Nach den Kurzkonzerten der Flittchen-Frühlingsgala kehre ich noch kurz in der Palomabar ein, die „Wanddurchbruch“ feiert. Jetzt ist der kleine Raum doppelt so groß, doch es sind, wie immer, mehr Leute gekommen, als der Raum fassen kann. Das merke ich mir für ein anderes Mal, denn die Mandeln machen sich stärker bemerkbar.

Der Freitag sieht mich krank, die letzten Stunden des Tages verdämmere ich mit Paracetamol vor dem DVD-Player. Die späte SMS von S. sehe ich erst am nächsten Tag – sie hat begeistert die Rockformation Diskokugel im Zosch gesehen, die ihr Album „The Boy With The Zorn In His Side“ vorstellten. Das habe ich also verpasst. Meine Mandeln loben mich. Ich hasse meine Mandeln.

Vor dem Fenster sehe ich an diesem Ostersamstag Schnee. Das passt zu meiner von Tabletten mühsam im Zaum gehaltenen Erkältung. Ich werfe mich todesmutig in die Winterwelt, nur um nichts geschafft zu kriegen. Hernach Essen in der WG, R., meine Mitbewohnerin, hat bolivianisch gekocht, ziemlich scharf. Das scheint die Mandeln zu besiegen. Ich atme auf und direkt danach regelmäßig ein und aus.

Am Sonntag wage ich mit K. einen mittäglichen Spaziergang am Schlachtensee, die Sonne scheint. Götz George kommt uns entgegen, er sieht viel jünger aus, als er ist. Wir ziehen zur Krummen Lanke weiter, doch die liegt stärker im Schatten, nun ist es wieder sehr kalt. Es bleibt dabei, der Winter hat sich diese Woche zurückerobert. Wir gehen durch den Wald Richtung U-Bahn und durchqueren dabei eine merkwürdige Waldsiedlung. Die Häuser hier sind aus den dreißiger Jahren, sie sehen noch immer gleich aus. Die Fensterläden stehen offen, dennoch wirken die Häuser unbewohnt, auch wenn alle Rasenflächen in den kleinen Gärten gleichermaßen akkurat geschnitten sind. Uns begegnen keine Menschen, während wir durch diese Siedlung gehen, uns wird kalt. Meine Mandeln melden sich zaghaft zurück. An der Hauptstraße angekommen, erfahren wir, dass wir gerade eine frühere SS-Kameradschaftssiedlung hinter uns gelassen haben.
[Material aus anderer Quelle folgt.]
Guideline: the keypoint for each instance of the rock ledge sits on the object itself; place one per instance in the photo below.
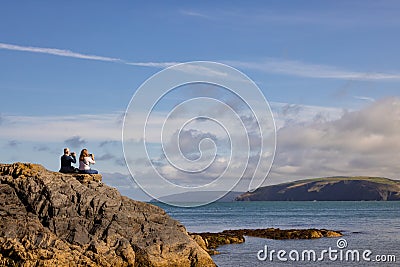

Die Mandeln mandeln auch beim anschließenden Kaffeetrinken bei B., doch der Schreck über die fürchterliche Siedlung ist größer, er lenkt von der Erkältung ab. Abends geht es daher noch ins Gift, dort wird schöne flächige Synthesizer-Musik gespielt, wir sind ganz begeistert. Als ich frage, was das ist, ist es Tangerine Dream. „Shit“, sage ich. Der englischsprachige DJ lacht und erklärt mir, dass jedes Mal, wenn er Tangerine Dream spielt, ein „german guy“ komme, nach der Musik frage und „shit“ sage, wenn der Name der Band genannt sei. Ich fühle mich ertappt. Schon melden sich die Mandeln wieder. Wo sind die Tabletten?